El Haj: “Too Little Hope, Not Enough Gloom” (Balkinization Symposium on Election Meltdown)

Tabatha Abu el-Haj:

Election Meltdown: Dirty Tricks, Distrust, and the Threat to American Democracy is an accessible, engaging read that synthesizes the stories Rick Hasen systematically collects on his invaluable blog into a graphic depiction of the stresses on our electoral systems. The most significant include: insidious allegations of voter fraud to provide cover for voter suppression; pockets of incompetence in election administration, including in critical swing states; and hacking and misinformation—the political “dirty tricks” of the digital age. Under the pressure of intensifying political polarization, these three phenomena fuel the most serious threat of all: incendiary rhetoric about “stolen elections.” This rhetoric, which has spread to the Democratic Party, Hasen worries is undermining the bedrock democratic commitment to peaceful transitions of power. Not surprisingly, Hasen devotes considerable space to condemning not only those who undermine the public’s faith in the integrity of our electoral system through the spread of fabricated claims about in-person and non-citizen voter fraud but also those who make reckless assertions of “stolen elections.”                                                                 

Election Meltdown, thus, invites all of us to reflect on the long-term health of American democracy. By writing in a straightforward and vivid manner that is welcoming to those outside the legal academy, Hasen invites a wider audience to reflect on the norms that support the democratic institutions Americans have long taken for granted and the role civil society will ultimately have to play to secure the future of those institutions.
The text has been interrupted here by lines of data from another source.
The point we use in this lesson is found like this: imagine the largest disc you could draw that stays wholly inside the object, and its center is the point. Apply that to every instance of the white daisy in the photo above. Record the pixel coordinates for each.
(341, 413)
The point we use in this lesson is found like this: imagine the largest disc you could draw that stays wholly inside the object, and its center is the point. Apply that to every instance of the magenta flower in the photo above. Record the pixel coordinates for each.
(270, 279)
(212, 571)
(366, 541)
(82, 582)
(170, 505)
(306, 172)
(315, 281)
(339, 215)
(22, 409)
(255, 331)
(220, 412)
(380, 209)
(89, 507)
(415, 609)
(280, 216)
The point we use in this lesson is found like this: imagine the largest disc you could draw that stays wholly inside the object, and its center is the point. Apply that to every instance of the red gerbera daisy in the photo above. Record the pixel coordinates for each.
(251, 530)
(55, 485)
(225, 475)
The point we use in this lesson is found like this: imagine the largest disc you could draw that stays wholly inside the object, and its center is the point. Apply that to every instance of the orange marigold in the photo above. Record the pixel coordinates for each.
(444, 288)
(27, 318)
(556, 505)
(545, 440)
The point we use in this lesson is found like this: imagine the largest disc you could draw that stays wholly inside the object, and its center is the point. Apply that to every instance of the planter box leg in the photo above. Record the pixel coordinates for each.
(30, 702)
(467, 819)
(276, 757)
In a passage emphasizing how norms, such as the commitment to peaceful transitions between elections, critically support democracies, Hasen writes, “We have to act now to take steps so that the next time there is a razor-thin election—and there will be one, sooner or later—our civil society is strong enough to withstand foreign and domestic efforts to tear us apart.” In this way, Hasen has done more than simply record the specific and cumulative risks of an election meltdown in 2020.


Still, for all that commends it, Election Meltdown suffers from both too little hope, and not enough gloom.